Publié le 08 Juin 2020
L'essentiel | Deux décisions du Conseil d’État révélatrices de la modernité tardive L'Homme Nouveau

Le Conseil d’État a rendu deux ordonnances sur des sujets cruciaux : la première, connue, le 18 mai, la seconde, beaucoup moins médiatisée mais tout aussi importante, le 22 mai, au sujet de l’avortement. Deux ordonnances, l’une chargée de bon sens et conforme au droit, l’autre, hélas, conforme à l’esprit du temps et peu soucieuse de répondre aux griefs présentés par les requérants. 
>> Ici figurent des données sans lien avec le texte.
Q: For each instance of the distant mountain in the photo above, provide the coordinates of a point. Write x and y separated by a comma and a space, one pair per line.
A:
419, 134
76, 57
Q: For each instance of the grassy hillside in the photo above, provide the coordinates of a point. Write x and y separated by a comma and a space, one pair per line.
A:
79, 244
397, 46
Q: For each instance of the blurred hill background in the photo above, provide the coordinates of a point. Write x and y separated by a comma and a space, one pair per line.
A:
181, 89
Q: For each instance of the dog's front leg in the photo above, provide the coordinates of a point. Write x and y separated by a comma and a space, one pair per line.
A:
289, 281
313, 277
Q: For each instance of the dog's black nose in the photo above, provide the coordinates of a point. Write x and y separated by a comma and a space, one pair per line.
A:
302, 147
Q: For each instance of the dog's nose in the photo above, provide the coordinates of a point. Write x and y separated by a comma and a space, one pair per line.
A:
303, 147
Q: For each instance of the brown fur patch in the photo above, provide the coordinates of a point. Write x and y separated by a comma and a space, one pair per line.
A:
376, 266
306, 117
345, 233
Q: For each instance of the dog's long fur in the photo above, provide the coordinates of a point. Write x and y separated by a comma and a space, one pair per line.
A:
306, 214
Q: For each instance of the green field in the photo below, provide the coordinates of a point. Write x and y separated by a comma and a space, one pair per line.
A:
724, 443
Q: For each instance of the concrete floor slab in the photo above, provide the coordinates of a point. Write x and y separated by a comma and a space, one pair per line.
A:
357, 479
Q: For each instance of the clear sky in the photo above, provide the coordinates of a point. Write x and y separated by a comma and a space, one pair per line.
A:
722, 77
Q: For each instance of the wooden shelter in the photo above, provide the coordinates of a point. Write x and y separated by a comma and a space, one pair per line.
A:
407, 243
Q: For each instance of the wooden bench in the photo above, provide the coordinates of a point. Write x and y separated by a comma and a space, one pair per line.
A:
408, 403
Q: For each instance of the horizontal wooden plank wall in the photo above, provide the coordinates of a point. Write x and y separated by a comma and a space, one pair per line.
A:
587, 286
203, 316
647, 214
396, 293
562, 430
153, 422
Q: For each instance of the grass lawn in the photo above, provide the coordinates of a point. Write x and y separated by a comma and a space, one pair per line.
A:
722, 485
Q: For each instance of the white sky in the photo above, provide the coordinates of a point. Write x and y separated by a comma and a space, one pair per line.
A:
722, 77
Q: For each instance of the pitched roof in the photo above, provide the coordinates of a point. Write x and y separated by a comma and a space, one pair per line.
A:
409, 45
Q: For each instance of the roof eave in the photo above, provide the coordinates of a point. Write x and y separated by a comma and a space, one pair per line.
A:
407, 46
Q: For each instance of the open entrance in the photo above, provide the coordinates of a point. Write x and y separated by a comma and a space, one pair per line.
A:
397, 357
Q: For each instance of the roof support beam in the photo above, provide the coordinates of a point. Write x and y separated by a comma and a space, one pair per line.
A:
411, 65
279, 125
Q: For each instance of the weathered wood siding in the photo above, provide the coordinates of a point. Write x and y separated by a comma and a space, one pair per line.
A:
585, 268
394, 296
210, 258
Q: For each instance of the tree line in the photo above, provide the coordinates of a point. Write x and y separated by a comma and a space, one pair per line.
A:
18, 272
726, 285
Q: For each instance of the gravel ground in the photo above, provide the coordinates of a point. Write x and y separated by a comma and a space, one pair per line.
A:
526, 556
Rendue à la suite d’une dizaine de requêtes en référé liberté[1], l’ordonnance du 18 mai constitue une grande victoire qui va bien au-delà du principe général de la liberté du culte. L’Église retrouve le pouvoir qui lui est propre d’organiser les modalités du devoir de rendre un culte au Créateur. Au mois de mars, la Conférence des Évêques de France (CEF) avait précédé le gouvernement en suspendant elle-même l’exercice du culte dans les églises. Cette décision hâtive et pusillanime a peut-être accentué les mesures restrictives du gouvernement à l’égard du culte. Cependant, sur le plan des principes, et en dépit des intentions probables des auteurs, il en ressort paradoxalement et de manière inattendue un bien. Comme lorsque, autrefois, l’Église suspendait tout culte en jetant l’interdit sur un royaume, l’autorité ecclésiale a agi de son propre chef. Ce n’est donc pas une décision gouvernementale qui est à l’origine de la suspension du culte en France. 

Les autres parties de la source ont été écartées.